At least, they weren’t supposed to.
Lara leaned over her desk, fingers tightening around the edges of her camera as she scrolled through the images again. Each one told the same unsettling story—dark forest scenes interrupted by something unnatural.
Blurred shapes that moved too deliberately to be shadows. Eyes that glowed, not from reflection, but from something alive within them. Watching.
Always watching.
Her editor had waved it off during their last call.
“Lens distortion,” he had said. “Low light interference. You’ve been working too hard, Lara.”

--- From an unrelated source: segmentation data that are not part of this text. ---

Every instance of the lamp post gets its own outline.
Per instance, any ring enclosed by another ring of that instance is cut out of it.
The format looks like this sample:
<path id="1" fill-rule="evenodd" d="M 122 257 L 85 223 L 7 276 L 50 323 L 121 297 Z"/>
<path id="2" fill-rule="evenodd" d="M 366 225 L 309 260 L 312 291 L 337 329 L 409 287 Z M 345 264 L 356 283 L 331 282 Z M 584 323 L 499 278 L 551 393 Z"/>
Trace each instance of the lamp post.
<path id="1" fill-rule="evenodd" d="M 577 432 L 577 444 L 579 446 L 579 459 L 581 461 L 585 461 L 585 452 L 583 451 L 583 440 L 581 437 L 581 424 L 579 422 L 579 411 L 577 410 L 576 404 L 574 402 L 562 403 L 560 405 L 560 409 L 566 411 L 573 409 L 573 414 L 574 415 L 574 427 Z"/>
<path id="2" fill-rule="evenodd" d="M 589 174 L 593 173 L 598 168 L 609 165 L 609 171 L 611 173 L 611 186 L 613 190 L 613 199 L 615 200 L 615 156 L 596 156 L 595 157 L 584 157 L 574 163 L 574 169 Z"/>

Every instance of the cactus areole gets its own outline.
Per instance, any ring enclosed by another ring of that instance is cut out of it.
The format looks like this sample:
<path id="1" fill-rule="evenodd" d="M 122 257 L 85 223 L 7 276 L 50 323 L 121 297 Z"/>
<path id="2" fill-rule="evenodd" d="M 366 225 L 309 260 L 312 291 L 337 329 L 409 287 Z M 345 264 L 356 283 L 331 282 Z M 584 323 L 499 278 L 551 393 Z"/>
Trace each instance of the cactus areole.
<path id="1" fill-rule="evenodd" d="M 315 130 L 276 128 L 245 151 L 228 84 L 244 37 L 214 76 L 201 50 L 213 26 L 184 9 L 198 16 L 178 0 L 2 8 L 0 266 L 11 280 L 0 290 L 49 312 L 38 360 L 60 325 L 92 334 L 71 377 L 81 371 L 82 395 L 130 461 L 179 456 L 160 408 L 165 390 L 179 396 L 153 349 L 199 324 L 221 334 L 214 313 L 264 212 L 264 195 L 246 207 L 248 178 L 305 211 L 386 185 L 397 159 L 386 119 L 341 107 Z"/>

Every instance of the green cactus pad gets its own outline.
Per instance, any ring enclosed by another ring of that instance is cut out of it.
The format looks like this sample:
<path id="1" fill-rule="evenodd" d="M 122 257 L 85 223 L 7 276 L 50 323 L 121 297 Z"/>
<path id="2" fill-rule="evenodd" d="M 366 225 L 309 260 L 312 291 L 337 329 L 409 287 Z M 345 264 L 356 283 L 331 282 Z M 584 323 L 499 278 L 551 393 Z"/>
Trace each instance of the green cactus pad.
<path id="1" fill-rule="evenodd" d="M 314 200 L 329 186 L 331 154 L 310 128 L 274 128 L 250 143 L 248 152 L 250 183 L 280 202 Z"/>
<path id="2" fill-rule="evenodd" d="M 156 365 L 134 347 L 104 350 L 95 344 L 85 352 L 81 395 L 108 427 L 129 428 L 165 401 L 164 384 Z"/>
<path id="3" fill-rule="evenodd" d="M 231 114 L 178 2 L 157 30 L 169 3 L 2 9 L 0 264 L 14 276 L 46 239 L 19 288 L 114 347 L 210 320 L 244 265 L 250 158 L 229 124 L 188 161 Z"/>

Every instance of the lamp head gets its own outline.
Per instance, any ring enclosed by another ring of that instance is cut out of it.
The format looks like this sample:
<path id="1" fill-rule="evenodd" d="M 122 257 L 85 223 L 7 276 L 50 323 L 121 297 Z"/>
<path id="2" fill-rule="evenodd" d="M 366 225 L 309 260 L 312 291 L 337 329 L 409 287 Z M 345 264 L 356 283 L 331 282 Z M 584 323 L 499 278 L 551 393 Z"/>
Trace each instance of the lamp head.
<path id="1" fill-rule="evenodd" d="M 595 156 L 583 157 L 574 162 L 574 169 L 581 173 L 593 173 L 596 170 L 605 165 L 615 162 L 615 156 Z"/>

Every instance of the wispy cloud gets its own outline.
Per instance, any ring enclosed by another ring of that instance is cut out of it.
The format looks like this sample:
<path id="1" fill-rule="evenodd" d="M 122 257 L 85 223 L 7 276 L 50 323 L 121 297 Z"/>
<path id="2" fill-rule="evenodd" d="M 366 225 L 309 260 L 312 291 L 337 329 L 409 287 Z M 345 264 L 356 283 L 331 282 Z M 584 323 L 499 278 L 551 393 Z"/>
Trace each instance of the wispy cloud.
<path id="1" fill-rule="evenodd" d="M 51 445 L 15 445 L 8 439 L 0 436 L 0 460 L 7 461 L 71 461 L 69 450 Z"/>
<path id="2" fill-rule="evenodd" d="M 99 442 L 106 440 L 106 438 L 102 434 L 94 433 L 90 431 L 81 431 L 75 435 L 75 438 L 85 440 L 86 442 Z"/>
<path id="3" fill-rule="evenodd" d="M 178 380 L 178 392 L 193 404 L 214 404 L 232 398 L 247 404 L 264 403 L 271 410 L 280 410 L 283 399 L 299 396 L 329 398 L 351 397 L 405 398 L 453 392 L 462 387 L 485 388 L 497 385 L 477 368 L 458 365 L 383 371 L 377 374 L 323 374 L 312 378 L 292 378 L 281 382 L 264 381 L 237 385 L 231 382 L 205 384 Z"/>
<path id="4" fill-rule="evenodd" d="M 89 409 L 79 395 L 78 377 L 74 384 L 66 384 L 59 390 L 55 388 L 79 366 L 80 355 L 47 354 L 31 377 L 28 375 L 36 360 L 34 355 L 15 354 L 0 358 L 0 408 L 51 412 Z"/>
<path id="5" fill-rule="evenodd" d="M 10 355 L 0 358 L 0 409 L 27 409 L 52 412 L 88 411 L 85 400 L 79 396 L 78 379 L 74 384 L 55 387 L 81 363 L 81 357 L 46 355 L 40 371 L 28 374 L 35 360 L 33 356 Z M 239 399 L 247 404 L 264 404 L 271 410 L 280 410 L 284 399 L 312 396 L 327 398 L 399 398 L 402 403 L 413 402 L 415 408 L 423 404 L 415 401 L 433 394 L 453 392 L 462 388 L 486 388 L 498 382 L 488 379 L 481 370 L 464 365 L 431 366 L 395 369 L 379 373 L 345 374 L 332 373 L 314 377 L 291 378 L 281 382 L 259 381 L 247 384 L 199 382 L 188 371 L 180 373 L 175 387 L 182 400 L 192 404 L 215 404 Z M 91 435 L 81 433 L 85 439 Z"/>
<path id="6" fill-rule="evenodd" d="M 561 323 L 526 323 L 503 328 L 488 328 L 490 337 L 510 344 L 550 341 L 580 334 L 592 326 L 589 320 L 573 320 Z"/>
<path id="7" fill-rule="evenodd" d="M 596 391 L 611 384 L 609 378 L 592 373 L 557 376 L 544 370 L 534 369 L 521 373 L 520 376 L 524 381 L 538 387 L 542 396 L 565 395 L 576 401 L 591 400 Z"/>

But Lara knew her equipment. She trusted it the way a hunter trusted instinct.
And her instinct was screaming. Something was out there.
“Okay,” Mara had said earlier that day, spinning in her chair as lines of code flickered across her laptop screen. “I’ve run diagnostics on the metadata, checked for corruption, glitches, even environmental interference.”
Lara leaned forward. “And?”
Mara turned, her expression unusually serious. “It’s not your camera.”
A chill had crawled up Lara’s spine. “Then what is it?”
Mara hesitated, then shrugged, though the unease in her eyes betrayed her. “Something’s messing with your lens. Or… whatever you’re pointing it at doesn’t want to be captured.”
That answer had been enough.
Enough to push Lara back into the forest that same night.